I don't really see how what's going on here is gaslighting? The standard for wanting evidence to establish causation vs correlation is gaslighting now?


----------



## sandgrubber (May 21, 2014)

Sounds to me like a baseless lawsuit.

The story says
_In the suit, Lucido alleges that in the past four years, 3,000 consumers have complained online about dogs becoming ill or dying after eating Beneful, having shown "consistent symptoms," including stomach and related internal bleeding, liver malfunction or failure, vomiting, diarrhea, dehydration, weight loss, seizures and kidney failure._

That's a long list of symptoms, and I don't see how they are "consistent". I wouldn't be surprised if an equivalent number of dogs have died of one or more of these symptoms after eating other brands as well. Dogs do become ill, and eventually die. They've all been eating some food before this happens. One of the guy's dogs was a 8 yr old bulldog. Life expectancy for a bulldog is 6 years. The other two dogs survived and were not autopsied. 

The toxicology reports on propylene glycol (approved by FDA as a food additive) show that very high dose chronic inhalation will eventually kill monkeys but "Gastrointestinal Effects. In rhesus monkeys and rats, continuous exposure to air concentrations ofpropylene glycol up to 112 ppm for 13-18 months caused no adverse effects on the gastrointestinal system (Robertson et al. 1947). The work done back in the 1940s seems to have shown that the stuff isn't dangerous added to foods in small amounts.
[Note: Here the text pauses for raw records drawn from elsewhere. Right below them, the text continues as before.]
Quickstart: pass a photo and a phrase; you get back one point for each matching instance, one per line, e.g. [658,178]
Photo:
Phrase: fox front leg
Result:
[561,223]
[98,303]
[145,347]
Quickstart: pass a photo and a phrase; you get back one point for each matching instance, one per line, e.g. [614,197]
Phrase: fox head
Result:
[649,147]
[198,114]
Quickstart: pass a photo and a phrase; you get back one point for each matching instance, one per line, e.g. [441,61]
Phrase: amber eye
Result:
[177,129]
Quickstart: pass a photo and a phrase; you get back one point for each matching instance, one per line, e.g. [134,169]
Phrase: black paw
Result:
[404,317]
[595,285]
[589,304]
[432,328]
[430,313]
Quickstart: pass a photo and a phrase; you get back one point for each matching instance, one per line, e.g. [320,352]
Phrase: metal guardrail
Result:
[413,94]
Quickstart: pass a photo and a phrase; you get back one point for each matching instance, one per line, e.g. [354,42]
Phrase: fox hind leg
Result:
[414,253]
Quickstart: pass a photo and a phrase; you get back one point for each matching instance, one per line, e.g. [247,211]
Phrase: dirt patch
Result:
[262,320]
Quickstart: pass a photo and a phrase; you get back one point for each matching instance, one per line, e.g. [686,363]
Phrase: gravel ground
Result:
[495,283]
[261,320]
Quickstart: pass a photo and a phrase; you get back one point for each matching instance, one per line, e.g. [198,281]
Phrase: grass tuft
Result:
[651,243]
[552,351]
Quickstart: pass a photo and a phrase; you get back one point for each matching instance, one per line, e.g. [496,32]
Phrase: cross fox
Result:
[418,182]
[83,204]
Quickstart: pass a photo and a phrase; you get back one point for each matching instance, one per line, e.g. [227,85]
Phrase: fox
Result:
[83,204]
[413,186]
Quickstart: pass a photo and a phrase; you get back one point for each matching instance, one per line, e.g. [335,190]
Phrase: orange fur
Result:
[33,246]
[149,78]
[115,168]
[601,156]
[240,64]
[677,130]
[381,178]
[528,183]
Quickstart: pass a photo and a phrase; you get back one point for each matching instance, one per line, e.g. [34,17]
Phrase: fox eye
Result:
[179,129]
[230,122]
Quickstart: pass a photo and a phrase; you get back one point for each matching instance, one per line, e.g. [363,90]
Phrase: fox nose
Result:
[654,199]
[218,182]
As others have noted, ethylene glycol is used in antifreeze . . . and it is deadly to dogs and cats.

http://www.atsdr.cdc.gov/toxprofiles/tp189.pdf

Mycotoxins just means fungal toxins. They can arise in virtually any dry dog food if it is stored improperly, particularly if out of date.

That said, I wouldn't feed Beneful . . . or any other cheap food with multi-colored kibble.


----------



## Willowy (Dec 10, 2007)

The studies showed that it was safe for cats too. . .until ya know, they found out it wasn't.



> I don't really see how what's going on here is gaslighting? The standard for wanting evidence to establish causation vs correlation is gaslighting now?


Except Purina isn't saying "oh, no, that's terrible, we'll get our scientists to check it out right away!", they're saying "it's perfectly safe, you're nuts, go away".


----------



## NicoleIsStoked (Aug 31, 2012)

As snobby as this may sound, I find it laughable that people will deliberately feed their pets kibble that looks like skittles and is full of sugar and cancer causing chemicals, and then pout like a baby when the animal get sick. Like who didn't see that coming? Beneful is 100% the WORST food available. 
I agree that anything that gives them bad press is a-okay with me, but I'm a big believer in prevention rather than solution.


----------



## Willowy (Dec 10, 2007)

I dunno. I can't really blame people for thinking it's an OK food with all the fancy commercials and hype. One of my friends told me she switched her dog to a new food, "it's really healthy and expensive!" and it turned out to be Beneful :/ (yes, I got her to switch to something less colorful and sugary). Not everyone knows what to look for in a dog food. Not everyone knows that maybe eating Cap'n Crunchberries every day might not be the best thing .


----------



## Shell (Oct 19, 2009)

NicoleIsStoked said:


> As snobby as this may sound, I find it laughable that people will deliberately feed their pets kibble that looks like skittles and is full of sugar and cancer causing chemicals, and then pout like a baby when the animal get sick. Like who didn't see that coming? Beneful is 100% the WORST food available.
> I agree that anything that gives them bad press is a-okay with me, but I'm a big believer in prevention rather than solution.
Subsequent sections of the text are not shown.